2. В записях Е.С. Булгаковой этот эпизод нашел достаточно полное отражение. 7 июня: «Вечером — Куза (Куза Василий Васильевич, 1902—1941, актер и режиссер театра им. Вахтангова, инициатор постановки «Зойкиной квартиры». — В.Л.) и Дмитриев с вопросом, не возьмется ли Миша делать инсценировку «Нана» или «Bel'ami» (Мопассана) или еще какую-нибудь (вещь) из Бальзака.

Если браться за это, то только из-за денег, чтобы летом иметь возможность куда-нибудь съездить». 12 июня: «Прочитала после обеда «Нана». Не понимаю, что за дикая мысль у вахтанговцев ставить это! В чем дело? Кому это нужно сейчас? Это настолько нелепо, что мне хочется узнать, что ими руководило?

А вчера прочитала «Bel'ami» мопассановского. Тоже ни к чему — для Театра сейчас.

М.А. перечитывает сейчас «Евгению Гранде» — с теми же выводами, по-видимому. Видимо, вахтанговцы так ошалели от отсутствия пьес, что не знают, на что кинуться!» 14 июня: «Вечером был Дмитриев. Опять упорно уговаривал М.А. писать пьесу к двадцатилетию (Октября). Сидел до четырех часов ночи. М.А. сказал ему (для передачи вахтанговцам), что ни один из трех романов инсценировать не будет, так как это все материал, не подходящий для советской сцены («Нана» и «Bel'ami»), а Бальзак — скучен».
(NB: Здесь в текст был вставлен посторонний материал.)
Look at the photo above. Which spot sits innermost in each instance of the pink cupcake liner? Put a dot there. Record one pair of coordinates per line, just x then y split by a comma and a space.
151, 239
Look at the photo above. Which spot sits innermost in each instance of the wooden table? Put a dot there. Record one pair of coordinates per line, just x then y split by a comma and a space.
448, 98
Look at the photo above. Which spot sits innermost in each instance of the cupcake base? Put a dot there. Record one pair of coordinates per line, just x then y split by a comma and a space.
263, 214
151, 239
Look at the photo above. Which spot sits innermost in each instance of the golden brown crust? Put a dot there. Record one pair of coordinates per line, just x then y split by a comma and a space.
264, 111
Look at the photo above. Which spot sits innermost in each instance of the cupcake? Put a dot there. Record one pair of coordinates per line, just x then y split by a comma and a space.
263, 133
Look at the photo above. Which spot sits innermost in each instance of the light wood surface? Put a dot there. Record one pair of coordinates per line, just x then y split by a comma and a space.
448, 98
3. Записей на эту тему в дневнике Е.С. Булгаковой множество. Приведем лишь одну из них, но весьма характерную. 22 июня: «Вечером — Федя Михальский. На днях уезжает в Париж... Ну, конечно, разговор перебросился на Мишины дела. Все тот же лейтмотив — он должен писать, не унывать. Миша сказал, что он чувствует себя, как утонувший человек, — лежит на берегу, волны перекатываются через него».

Видимо, в это вечер и на этой ноте Булгаков и закончил письмо к С.А. Ермолинскому.